Correcting those smaller errors that compounded into the Great Danes’ collection of close losses has been a major focus of the team’s offseason program.
“The biggest thing is to keep harping on that the devil’s in the details, and doing the little things right,” senior tight end Thomas Greaney said. “We saw so much last year, it wasn’t necessarily the biggest plays, it was the little things in the game that ended up being the difference . . . the little things are what’s going to make us CAA champions.”
UAlbany’s hope for a rebound from back-to-back losing campaigns — the Great Danes were 1-3 during their shortened spring 2021 season — will come from a cast of characters that’s been heavily changed, both on the field and the sidelines.
Gone on the field are the likes of leading rusher Karl Mofor to graduation and star defensive end Jared Verse via transfer to Florida State. The coaching staff, too, has shuffled, with offensive coordinator Joe Davis and offensive line coach Jim Sweeney out, and former Delaware offensive coordinator Jared Ambrose brought in to run the UAlbany offense.
Gattuso and his staff were also busy in the NCAA’s transfer portal, with newcomers including running back Todd Sibley from Pittsburgh and kicker/punter Tyler Pastula — who, along with sophomore linebacker Jackson Ambush was picked to the CAA Preseason All-Conference Team — from Delaware.
“Even though we lost some good players, we believe we’ve added more good players,” Gattuso said.
And then, there’s the quarterback situation.
The highest-profile position on the field was often in flux for the Great Danes in 2021, with 2019 All-American Jeff Undercuffler often struggling and sharing playing time with backup Joey Carino — who got his first career start against William & Mary when Undercuffler traveled with the team but didn’t suit up. Undercuffler, who had back-to-back tough seasons after rewriting UAlbany’s single-season passing record book in leading the Great Danes to the 2019 NCAA FCS playoffs, transferred to Akron during the offseason.
During the spring, it was an open three-way competition between Carino, returning third-stringer Tyler Szalkowski and graduate student Matt Valecce — a transfer from Colorado State — for the QB1 role.
The competition’s gotten even wider since then, with another transfer — sophomore Reese Poffenbarger from Old Dominion — joining the fray. Gattuso said all four will have a shot at being atop the depth chart when the Great Danes open their season Sept. 3 in Waco, Texas against Baylor.
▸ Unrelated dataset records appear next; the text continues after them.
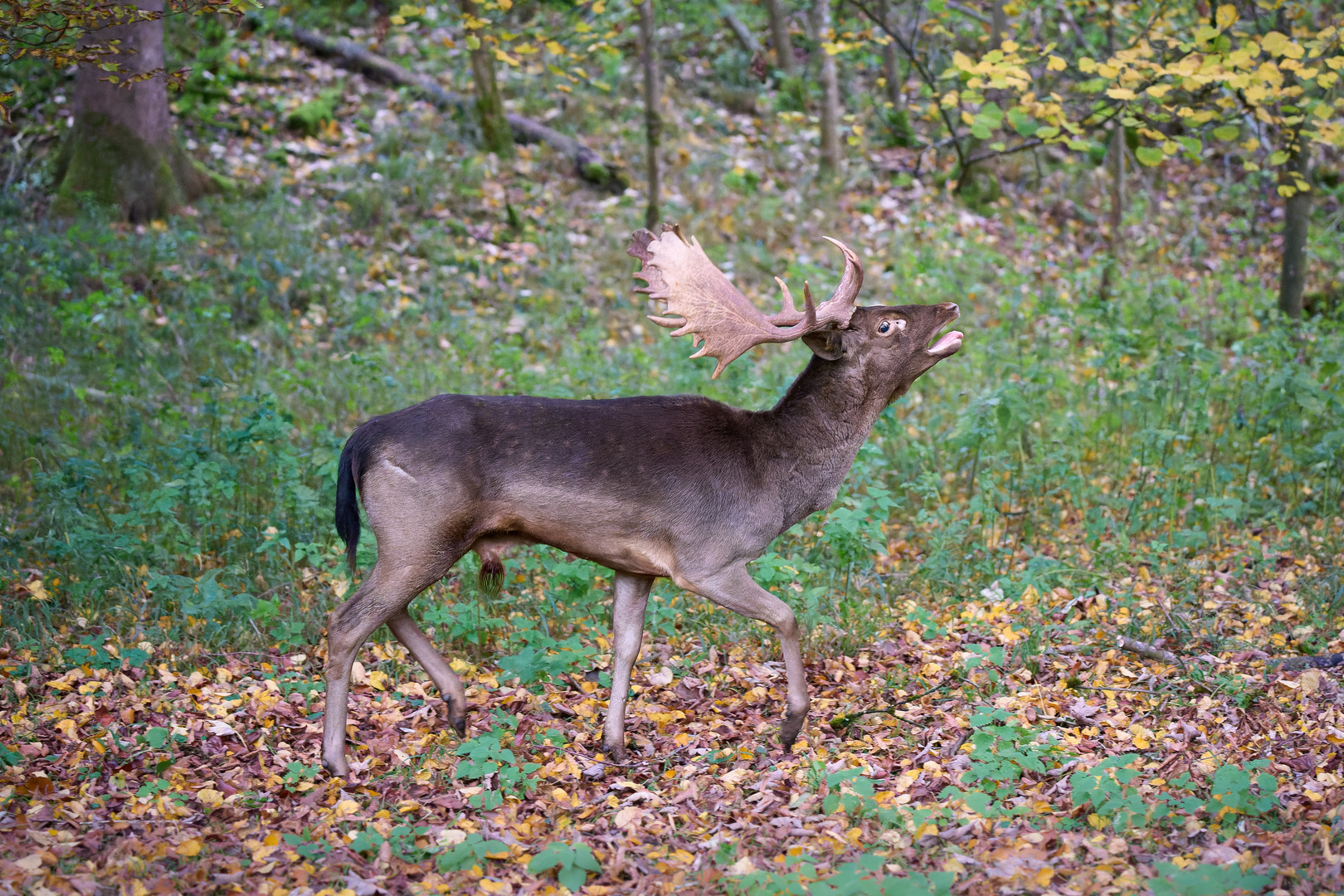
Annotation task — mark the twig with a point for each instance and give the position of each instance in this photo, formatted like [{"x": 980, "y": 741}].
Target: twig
[
  {"x": 1151, "y": 694},
  {"x": 1148, "y": 650},
  {"x": 840, "y": 723}
]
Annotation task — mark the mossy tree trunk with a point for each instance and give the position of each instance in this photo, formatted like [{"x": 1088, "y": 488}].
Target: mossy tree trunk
[
  {"x": 496, "y": 134},
  {"x": 780, "y": 37},
  {"x": 1298, "y": 210},
  {"x": 830, "y": 90},
  {"x": 121, "y": 151},
  {"x": 652, "y": 119}
]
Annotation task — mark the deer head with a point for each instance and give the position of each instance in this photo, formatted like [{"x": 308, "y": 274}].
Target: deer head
[{"x": 884, "y": 348}]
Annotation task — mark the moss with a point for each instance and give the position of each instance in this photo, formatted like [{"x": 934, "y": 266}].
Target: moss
[
  {"x": 105, "y": 164},
  {"x": 309, "y": 117}
]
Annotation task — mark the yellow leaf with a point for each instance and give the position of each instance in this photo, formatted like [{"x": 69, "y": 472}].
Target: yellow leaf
[
  {"x": 734, "y": 778},
  {"x": 1274, "y": 43},
  {"x": 743, "y": 867},
  {"x": 1311, "y": 681}
]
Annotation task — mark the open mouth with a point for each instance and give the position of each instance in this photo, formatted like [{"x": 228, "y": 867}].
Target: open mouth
[{"x": 947, "y": 343}]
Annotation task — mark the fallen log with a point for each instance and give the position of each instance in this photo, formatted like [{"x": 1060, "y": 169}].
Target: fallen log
[{"x": 526, "y": 130}]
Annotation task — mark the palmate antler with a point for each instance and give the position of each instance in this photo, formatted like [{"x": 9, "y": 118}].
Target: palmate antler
[{"x": 704, "y": 304}]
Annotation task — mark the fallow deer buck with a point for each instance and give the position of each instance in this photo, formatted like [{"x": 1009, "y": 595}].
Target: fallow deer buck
[{"x": 676, "y": 486}]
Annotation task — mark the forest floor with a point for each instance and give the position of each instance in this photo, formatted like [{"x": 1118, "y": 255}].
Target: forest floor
[{"x": 1098, "y": 772}]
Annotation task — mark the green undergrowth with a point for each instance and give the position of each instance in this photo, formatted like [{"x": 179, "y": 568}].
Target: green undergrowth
[{"x": 177, "y": 398}]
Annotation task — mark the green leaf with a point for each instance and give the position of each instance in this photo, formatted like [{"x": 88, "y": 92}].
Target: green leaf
[
  {"x": 1023, "y": 123},
  {"x": 1205, "y": 880},
  {"x": 156, "y": 738},
  {"x": 1149, "y": 156},
  {"x": 572, "y": 879}
]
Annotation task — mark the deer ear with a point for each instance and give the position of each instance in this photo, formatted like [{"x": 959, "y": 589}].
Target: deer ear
[{"x": 828, "y": 344}]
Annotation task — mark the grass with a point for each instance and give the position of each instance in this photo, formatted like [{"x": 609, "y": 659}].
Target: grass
[{"x": 179, "y": 397}]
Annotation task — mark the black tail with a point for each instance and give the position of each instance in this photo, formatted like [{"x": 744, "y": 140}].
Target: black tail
[{"x": 347, "y": 496}]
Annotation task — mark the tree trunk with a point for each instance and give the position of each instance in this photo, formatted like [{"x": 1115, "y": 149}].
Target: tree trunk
[
  {"x": 121, "y": 151},
  {"x": 1118, "y": 193},
  {"x": 1296, "y": 212},
  {"x": 496, "y": 136},
  {"x": 999, "y": 24},
  {"x": 898, "y": 119},
  {"x": 830, "y": 91},
  {"x": 1116, "y": 160},
  {"x": 780, "y": 35},
  {"x": 652, "y": 121}
]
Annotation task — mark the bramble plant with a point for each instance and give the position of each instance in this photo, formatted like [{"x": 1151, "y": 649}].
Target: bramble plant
[{"x": 572, "y": 864}]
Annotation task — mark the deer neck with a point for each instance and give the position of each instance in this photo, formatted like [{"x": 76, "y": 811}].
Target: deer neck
[{"x": 815, "y": 433}]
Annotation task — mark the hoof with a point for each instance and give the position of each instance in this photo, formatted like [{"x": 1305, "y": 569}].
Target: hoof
[
  {"x": 455, "y": 716},
  {"x": 789, "y": 731}
]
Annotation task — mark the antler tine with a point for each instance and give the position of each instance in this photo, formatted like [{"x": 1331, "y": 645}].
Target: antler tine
[
  {"x": 839, "y": 308},
  {"x": 702, "y": 303}
]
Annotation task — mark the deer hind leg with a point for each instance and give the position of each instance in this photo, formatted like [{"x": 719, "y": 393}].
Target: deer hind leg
[
  {"x": 632, "y": 598},
  {"x": 386, "y": 592},
  {"x": 446, "y": 680},
  {"x": 734, "y": 589}
]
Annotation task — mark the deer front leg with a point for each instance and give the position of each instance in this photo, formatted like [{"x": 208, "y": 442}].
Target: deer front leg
[
  {"x": 632, "y": 598},
  {"x": 347, "y": 627},
  {"x": 734, "y": 589},
  {"x": 414, "y": 640},
  {"x": 382, "y": 597}
]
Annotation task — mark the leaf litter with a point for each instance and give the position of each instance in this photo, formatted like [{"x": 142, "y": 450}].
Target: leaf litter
[{"x": 1079, "y": 768}]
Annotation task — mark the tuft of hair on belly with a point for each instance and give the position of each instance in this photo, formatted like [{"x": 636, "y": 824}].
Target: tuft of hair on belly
[{"x": 489, "y": 581}]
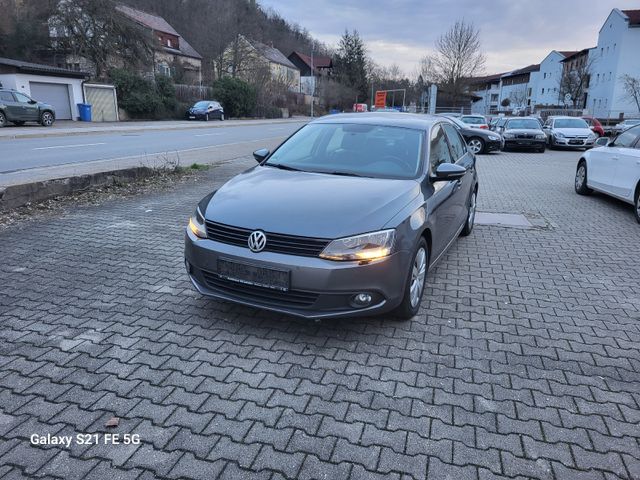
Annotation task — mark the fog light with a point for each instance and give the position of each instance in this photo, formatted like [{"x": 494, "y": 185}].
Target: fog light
[{"x": 361, "y": 300}]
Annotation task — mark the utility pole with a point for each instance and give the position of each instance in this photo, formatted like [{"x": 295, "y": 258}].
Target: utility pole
[{"x": 313, "y": 82}]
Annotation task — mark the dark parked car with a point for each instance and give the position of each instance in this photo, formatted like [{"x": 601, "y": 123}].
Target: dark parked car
[
  {"x": 18, "y": 108},
  {"x": 524, "y": 133},
  {"x": 595, "y": 125},
  {"x": 206, "y": 110},
  {"x": 479, "y": 141},
  {"x": 344, "y": 218}
]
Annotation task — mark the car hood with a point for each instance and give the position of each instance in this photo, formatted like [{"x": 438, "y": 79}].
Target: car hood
[
  {"x": 530, "y": 131},
  {"x": 573, "y": 131},
  {"x": 309, "y": 204}
]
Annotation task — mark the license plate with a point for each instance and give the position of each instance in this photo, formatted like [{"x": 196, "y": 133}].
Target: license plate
[{"x": 254, "y": 275}]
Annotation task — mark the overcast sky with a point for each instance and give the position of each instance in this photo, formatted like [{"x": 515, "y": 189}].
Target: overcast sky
[{"x": 514, "y": 33}]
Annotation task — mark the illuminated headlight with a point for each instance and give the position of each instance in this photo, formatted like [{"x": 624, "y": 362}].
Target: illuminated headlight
[
  {"x": 197, "y": 226},
  {"x": 369, "y": 246}
]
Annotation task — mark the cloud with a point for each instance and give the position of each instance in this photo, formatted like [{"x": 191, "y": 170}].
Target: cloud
[{"x": 513, "y": 33}]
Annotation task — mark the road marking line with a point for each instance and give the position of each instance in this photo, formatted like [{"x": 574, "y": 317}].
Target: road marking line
[{"x": 70, "y": 146}]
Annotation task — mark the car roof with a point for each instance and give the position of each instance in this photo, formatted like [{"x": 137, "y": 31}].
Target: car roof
[{"x": 387, "y": 119}]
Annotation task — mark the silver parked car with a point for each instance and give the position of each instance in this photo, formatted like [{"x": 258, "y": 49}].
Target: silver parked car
[{"x": 344, "y": 218}]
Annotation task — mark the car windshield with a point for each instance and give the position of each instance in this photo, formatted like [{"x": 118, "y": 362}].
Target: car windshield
[
  {"x": 474, "y": 120},
  {"x": 457, "y": 122},
  {"x": 527, "y": 123},
  {"x": 352, "y": 149},
  {"x": 570, "y": 123}
]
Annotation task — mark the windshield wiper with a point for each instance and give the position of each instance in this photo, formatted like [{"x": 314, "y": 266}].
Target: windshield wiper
[
  {"x": 284, "y": 167},
  {"x": 344, "y": 174}
]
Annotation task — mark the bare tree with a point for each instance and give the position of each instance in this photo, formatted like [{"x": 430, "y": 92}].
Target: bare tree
[
  {"x": 97, "y": 31},
  {"x": 631, "y": 86},
  {"x": 458, "y": 56},
  {"x": 575, "y": 79}
]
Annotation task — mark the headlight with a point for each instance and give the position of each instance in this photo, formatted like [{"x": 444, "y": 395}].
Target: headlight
[
  {"x": 369, "y": 246},
  {"x": 197, "y": 226}
]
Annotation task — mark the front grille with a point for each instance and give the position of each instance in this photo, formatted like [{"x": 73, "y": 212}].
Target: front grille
[
  {"x": 290, "y": 298},
  {"x": 276, "y": 242}
]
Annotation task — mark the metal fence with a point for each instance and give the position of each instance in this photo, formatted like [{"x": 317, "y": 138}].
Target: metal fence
[{"x": 193, "y": 93}]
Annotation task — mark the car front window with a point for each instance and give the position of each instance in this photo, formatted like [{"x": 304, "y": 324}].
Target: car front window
[
  {"x": 352, "y": 149},
  {"x": 570, "y": 123},
  {"x": 524, "y": 124}
]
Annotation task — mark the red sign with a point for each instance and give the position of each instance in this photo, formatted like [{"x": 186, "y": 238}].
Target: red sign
[{"x": 381, "y": 99}]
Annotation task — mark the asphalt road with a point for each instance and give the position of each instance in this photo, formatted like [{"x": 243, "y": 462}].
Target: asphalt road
[{"x": 30, "y": 153}]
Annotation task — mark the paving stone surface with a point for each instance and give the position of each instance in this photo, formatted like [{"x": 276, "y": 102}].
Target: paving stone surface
[{"x": 523, "y": 361}]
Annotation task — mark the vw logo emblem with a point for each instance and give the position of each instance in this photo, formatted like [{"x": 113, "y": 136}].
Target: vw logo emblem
[{"x": 257, "y": 241}]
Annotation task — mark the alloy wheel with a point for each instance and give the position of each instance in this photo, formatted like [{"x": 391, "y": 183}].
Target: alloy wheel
[
  {"x": 581, "y": 175},
  {"x": 47, "y": 119},
  {"x": 475, "y": 145},
  {"x": 418, "y": 275}
]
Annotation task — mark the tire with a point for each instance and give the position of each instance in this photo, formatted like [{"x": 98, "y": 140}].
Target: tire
[
  {"x": 471, "y": 214},
  {"x": 476, "y": 145},
  {"x": 411, "y": 303},
  {"x": 47, "y": 119},
  {"x": 580, "y": 183},
  {"x": 637, "y": 203}
]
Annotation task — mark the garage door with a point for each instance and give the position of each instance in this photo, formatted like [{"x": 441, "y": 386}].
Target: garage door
[
  {"x": 103, "y": 103},
  {"x": 55, "y": 94}
]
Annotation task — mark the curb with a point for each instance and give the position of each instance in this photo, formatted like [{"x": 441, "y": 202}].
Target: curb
[
  {"x": 105, "y": 131},
  {"x": 19, "y": 195}
]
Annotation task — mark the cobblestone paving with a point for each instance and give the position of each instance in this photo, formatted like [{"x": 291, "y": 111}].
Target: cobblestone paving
[{"x": 523, "y": 362}]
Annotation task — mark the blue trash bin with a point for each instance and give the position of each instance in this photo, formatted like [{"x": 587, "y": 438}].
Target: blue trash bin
[{"x": 85, "y": 112}]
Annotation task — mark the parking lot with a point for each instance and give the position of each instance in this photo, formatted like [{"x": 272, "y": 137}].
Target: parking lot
[{"x": 523, "y": 362}]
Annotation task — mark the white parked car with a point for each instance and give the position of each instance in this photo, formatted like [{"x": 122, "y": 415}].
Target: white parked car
[
  {"x": 628, "y": 123},
  {"x": 475, "y": 121},
  {"x": 571, "y": 132},
  {"x": 613, "y": 168}
]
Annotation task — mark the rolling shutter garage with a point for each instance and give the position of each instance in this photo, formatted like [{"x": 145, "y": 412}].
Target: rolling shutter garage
[
  {"x": 55, "y": 94},
  {"x": 103, "y": 103}
]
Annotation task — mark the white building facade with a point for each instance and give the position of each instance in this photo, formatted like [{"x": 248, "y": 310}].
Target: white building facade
[{"x": 616, "y": 54}]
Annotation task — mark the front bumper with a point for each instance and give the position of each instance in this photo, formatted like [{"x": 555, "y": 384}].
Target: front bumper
[
  {"x": 533, "y": 143},
  {"x": 572, "y": 142},
  {"x": 318, "y": 288},
  {"x": 493, "y": 145}
]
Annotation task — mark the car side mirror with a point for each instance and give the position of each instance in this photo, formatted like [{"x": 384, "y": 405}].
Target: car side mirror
[
  {"x": 261, "y": 154},
  {"x": 448, "y": 171}
]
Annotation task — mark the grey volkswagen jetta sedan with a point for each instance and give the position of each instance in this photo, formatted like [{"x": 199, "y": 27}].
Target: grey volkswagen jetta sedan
[{"x": 344, "y": 218}]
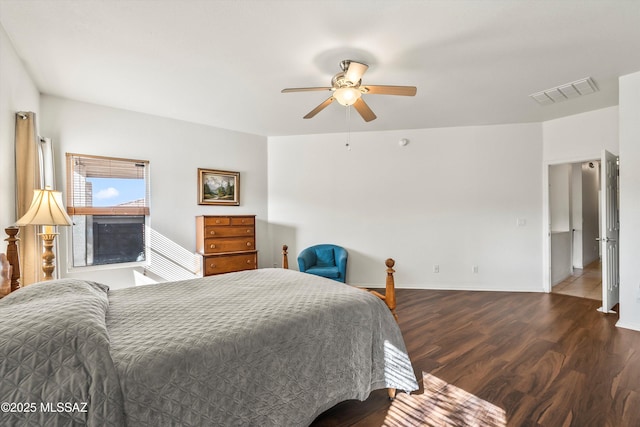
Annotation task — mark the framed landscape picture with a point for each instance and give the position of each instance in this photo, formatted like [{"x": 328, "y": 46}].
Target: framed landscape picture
[{"x": 218, "y": 187}]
“I just met with them yesterday,” Gattuso said. “Every one of them can win the job. There’s nothing that ever helps your football team more than competition. It makes everybody shine, or somebody’s going to melt. I don’t know who it’s going to be.”
Whomever’s under center, Gattuso said the Great Danes are ready to figuratively “bury” the disappointment of 2021 and move on, no matter the expectations from the rest of the CAA.
After all, in 2019 the Great Danes were picked dead-last in the CAA’s preseason poll, and that team went on to produce the most successful campaign in program history, finishing second in the conference and giving UAlbany its first FCS playoff game win.
“At the end of the day,” Ambush said, “you can only speak so much. You’ve got to show it through action. The preseason’s the preseason.
“We’ve got a lot of games ahead of us.”